日本の住宅寿命

日本の住宅は長持ちしない?日本では、住宅は築後平均30年で取り壊されていますが、これは諸外国と比較するとかなり短い数字です。


(資料)
日本:住宅・土地統計調査(1998年、2003年)
アメリカ:Amerivan Housing Survey(2001年、2005年)
イギリス:Housing and Construction Statistics(1996年、2001年)
「新築志向」は日本独特のもの?日本にこれまで根強かった新築志向は、日本独特の住宅事情に基づいていました。例えば、時代とともに生活様式が大幅に変化するのにともない、これまでに建てられた古い住宅では新しい世代のニーズや価値観に合わないということが起こり、新築への建て替えが進みました。また空調や給湯などの設備、屋根や壁材、ドア、サッシといった建具や建材がめざましく進化したこともその傾向に拍車をかけました。右肩上がりの経済情勢や地価の上昇も、新築のマイホームに対する投資を補って余りあるものと考えられていました。それらの事情から、社会に「住宅をストックする(中古住宅市場を形成する)」という考え方が生まれず、「つくっては壊す」式の住宅建築スタイルが定着していたのです。
「長持ちさせる住宅」の時代へしかし、日本が迎える今後の成熟社会においては、人口や世帯数が次第に減少していきます。

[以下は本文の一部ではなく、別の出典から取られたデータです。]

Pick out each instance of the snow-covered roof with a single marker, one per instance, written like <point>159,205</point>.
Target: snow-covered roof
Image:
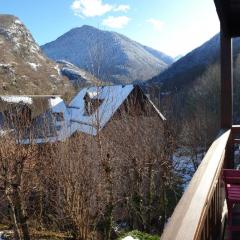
<point>17,99</point>
<point>112,97</point>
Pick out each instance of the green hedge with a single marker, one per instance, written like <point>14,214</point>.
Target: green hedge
<point>140,235</point>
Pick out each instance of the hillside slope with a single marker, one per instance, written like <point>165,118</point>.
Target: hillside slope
<point>109,56</point>
<point>24,69</point>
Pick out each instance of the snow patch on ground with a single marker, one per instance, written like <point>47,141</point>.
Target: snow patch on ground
<point>34,66</point>
<point>58,70</point>
<point>17,99</point>
<point>17,21</point>
<point>5,65</point>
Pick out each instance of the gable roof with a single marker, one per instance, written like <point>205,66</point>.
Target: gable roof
<point>112,97</point>
<point>74,114</point>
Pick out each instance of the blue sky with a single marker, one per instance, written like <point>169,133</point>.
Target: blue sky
<point>172,26</point>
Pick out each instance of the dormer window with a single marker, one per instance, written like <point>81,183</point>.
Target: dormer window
<point>92,102</point>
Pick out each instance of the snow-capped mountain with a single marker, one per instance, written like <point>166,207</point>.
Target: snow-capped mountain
<point>184,71</point>
<point>24,69</point>
<point>109,56</point>
<point>77,76</point>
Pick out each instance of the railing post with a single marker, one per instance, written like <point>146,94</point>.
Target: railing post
<point>226,81</point>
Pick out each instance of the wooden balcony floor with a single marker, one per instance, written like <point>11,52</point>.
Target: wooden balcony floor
<point>236,223</point>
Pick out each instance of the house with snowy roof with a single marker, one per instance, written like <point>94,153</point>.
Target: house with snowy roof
<point>89,112</point>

これまでの成長型の社会を前提にした「つくっては壊す」住宅の考え方は、次第に時代にそぐわなくなってくるでしょう。欧米の先進諸国がそうであるように、長持ちする住宅をつくり、ていねいに手入れし、それを社会全体の資産として使い続けていく、という考え方が普及していくものと考えられます。また、せっかくつくった住宅が、これまでのように30年足らずで解体され、ゴミになってしまうのは、経済的観点からも、地球環境の観点からも、望ましいこととはいえません。家族が安心して気持ちよく暮らすこと。それによって、持続可能な社会に、地球に貢献していくこと。長期優良住宅は、そうした考え方の上に成り立っています。